Adobe demos “photoshop for audio,” lets you edit speech as easily as text

a thoughtful web.

Good ideas and conversation. No ads, no tracking. Login or Take a Tour!

Adobe demos “photoshop for audio,” lets you edit speech as easily as text · 11

rezzeJ · 2991 days ago

arstechnica.co.uk · #technology · #video

VoCo works by ingesting a large amount of voice data (about 20 minutes right now, but that'll be improved), breaking it down into phonemes (each of the distinct sounds that make up a spoken language), and then attempting to create a voice model of the speaker—presumably stuff like cadence, stresses, quirks, etc., but Adobe hasn't provided much detail yet.

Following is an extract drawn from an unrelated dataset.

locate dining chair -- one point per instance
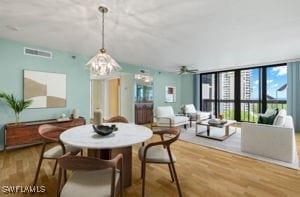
(118, 119)
(50, 134)
(90, 177)
(160, 153)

tweet · print · htmlmarkup tips · 0

rrrrr · 2991 days ago · link ·

Not quite sure why these corporate events always have to be so painful to watch, but the technology is impressive. Makes me wonder: if Adobe's close to turning this into a product you can run on your home computer, then which other organizations already have similar technology deployed? What could the CIA do with a few choice edits to a leaked recording, for example? You have to suspect that similar technologies may be in use outside of the public view.

+discuss+discuss

–

kleinbl00 · 2991 days ago · link ·

If you want to do it by hand you can do it with magnetic fucking tape. No tinfoil hat necessary.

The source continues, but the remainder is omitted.